After many years of Tubman’s countless trips back and forth between the Northern states/Canada and to Maryland, she had brought many slaves to freedom through the Underground Railroad. She proceeded to live in Ontario, Canada. Here, she meets John Brown, who got her involved in being more publicly active. She was part of the rescue of fugitive slaves, which was known as the Fugitive Slave Act of 1850. Soon the Civil War started; Tubman had worked as a nurse, cook, spy, teacher, and a laundress for the Union force. Under the command of Colonel James Montgomery, she was the first woman to lead an armed raid. During this they freed around 700 slaves, defeat their enemies and proceed to burn their food, buildings and other essentials that they needed. After the Civil War ended in 1865, Tubman moves back home to Auburn. She is hired out as a nurse. She still encountered inequalities from people. One incident being she was when she was heading home she was thrown of a passenger train because of the racist conductor. In the 1880s she was still living on her 70 acre of land and farming it. In this time, she opens a business of making bricks with Nelson Davis, who was her second husband. Sadly, he died of tuberculosis in 1888. Tubman became even more involved in conventions and attended the suffrage movement of both whites and blacks in the 1890s. During this time she had bought out land and turned it into a home and a hospital for sickened and aged African Americans. In 1913, Harriet Tubman took her last final breaths and is buried next to her brother at the Fort Hill Cemetery in Auburn, New York.
Harriet Tubman had affected many lives. After several long years she had saved countless people through slavery, the Civil War and the acts she had got herself involved in. She is the definition of an American hero through many peoples eyes. Harriet Tubman had put herself at risk a numerous amount of times to save others. Through heartache, abusive and other unacceptable behavior, she still had the heart and motivation to help others before herself.

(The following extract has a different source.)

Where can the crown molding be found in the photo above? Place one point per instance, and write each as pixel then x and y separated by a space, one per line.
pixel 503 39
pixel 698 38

Kate Larson had written this book to inform people about Harriet Tubman. She had done an extensive amount research on this woman and had written this book to pass on the information. She may also have written this to persuade people. People can be motivated while reading because it tells a story of a girl who had a been born into slavery and had escaped and was willing to come back with her own life at risk to save her family and other slaves. Throughout this book, there is the common theme of courage and heroism. From her willing to put other people’s lives before hers and how she had become so successful when she started with absolutely nothing. It proves that anyone with the motivation and drive can accomplish great things for themselves and others as well.
As Larson had done her research and wrote this book, her outcome for her audience was to show that Harriet Tubman was a strong independent woman because of her ability to be constantly motivational and that nothing was going to stop her from her ambitions. As an author she wanted the readers to know the history of Tubman but to also take away the key idea of courage and strength.